Hmm…so this is what I have to do to get responses?
Or you could post a video of you dressed as a chicken doing the chicken dance. I’m sure THAT would get responses too.
And while I’m at it, why don’t I post a pic of me trying to impress your niece! Wait, I thought this blog was about making me look good.
“An eye for an eye leaves the world blind”
When I was younger it was easy for me to celebrate in the comfort of my home the death of people considered to be enemies or ‘evil’ at the hands of the those I would call allies or ‘good’ because a black and white outlook like that was easy to understand. Such a thing seemed heroic and just. But at it’s roots this situation isn’t nation vs nation, or good vs evil.
I just know that the older I get, the more I see what a stupid kid I was to believe everything that was thrown at me. The guilt you feel in celebration is natural, because you have never met this man personally, nor those that murdered him.
As one of your guys said:
“In this sad world of ours, sorrow comes to all; and, to the young, it comes with bitterest agony, because it takes them unawares. The older have learned to ever expect it”.
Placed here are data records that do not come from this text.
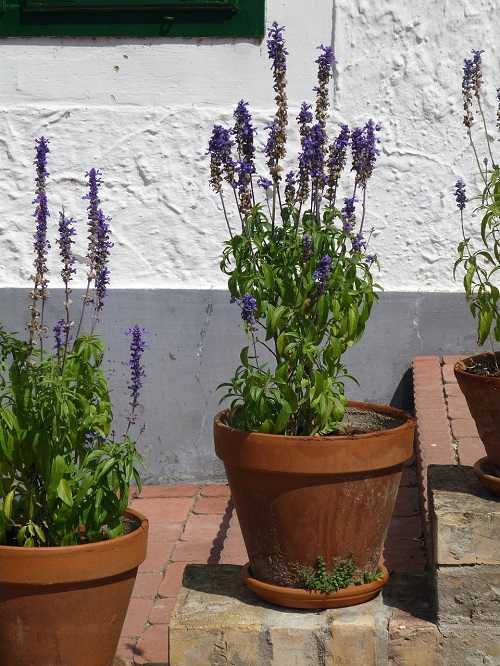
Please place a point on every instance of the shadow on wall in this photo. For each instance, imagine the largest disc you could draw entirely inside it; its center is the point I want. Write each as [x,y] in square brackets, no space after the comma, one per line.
[195,339]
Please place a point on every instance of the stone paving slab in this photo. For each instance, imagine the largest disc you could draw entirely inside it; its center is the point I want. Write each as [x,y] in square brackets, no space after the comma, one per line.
[217,620]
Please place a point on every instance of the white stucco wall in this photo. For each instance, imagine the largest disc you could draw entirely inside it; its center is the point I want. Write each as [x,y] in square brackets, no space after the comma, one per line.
[142,112]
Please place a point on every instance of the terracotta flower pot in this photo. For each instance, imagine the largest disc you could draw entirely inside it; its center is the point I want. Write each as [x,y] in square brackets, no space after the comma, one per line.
[298,498]
[65,606]
[483,399]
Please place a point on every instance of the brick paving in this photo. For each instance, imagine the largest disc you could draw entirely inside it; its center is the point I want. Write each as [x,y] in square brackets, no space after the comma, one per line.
[196,524]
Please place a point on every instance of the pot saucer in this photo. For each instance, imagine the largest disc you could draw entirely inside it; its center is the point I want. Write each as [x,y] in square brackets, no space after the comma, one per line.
[312,599]
[487,475]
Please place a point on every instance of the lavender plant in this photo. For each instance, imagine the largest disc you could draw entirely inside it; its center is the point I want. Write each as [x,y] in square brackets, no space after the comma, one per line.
[299,267]
[64,474]
[479,256]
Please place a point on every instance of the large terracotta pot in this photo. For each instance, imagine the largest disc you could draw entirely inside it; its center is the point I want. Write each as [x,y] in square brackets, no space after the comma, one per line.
[65,606]
[482,394]
[483,399]
[298,498]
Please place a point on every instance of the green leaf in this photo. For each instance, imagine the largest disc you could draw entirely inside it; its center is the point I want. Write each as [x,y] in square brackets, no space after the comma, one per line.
[64,492]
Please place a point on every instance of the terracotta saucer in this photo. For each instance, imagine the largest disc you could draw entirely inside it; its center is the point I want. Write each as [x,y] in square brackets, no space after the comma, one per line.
[297,598]
[487,475]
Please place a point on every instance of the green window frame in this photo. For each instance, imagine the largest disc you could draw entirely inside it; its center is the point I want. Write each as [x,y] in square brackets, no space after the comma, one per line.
[132,18]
Holy shit! I has comments!
very profound Hachi. As a patriot I too was conflicted with the killing of Osama. Happy that the families of the lost were finally given some peace and knowledge that everything over the last 10 years was for nothing. The United States is either hated or loved and over the course of time more instances of this kind are most likely in our future. It’s a sticky topic but one shouldn’t shy away from discussing anything as long as those involved understand that they are never correct.
Nice job.
So get what you are saying Truc, but I am one of those people who believe closure is a myth. People always say how they want closure with certain situations, but it just doesn’t happen. Everything we experience changes who we are, and it’s time and how we react to things that will allow us to move on, not another event for the so called closure.
I’m glad that no more people will die at his hands, but his death is not bringing back all those he has already killed. And no life, no matter how bad the person is, can get taken without a price. Someone, somewhere is going to be effected negatively. Someone, somewhere, who had nothing to do with what he did and maybe even not have agreed with what he did loved him. For that person, I do feel sympathy.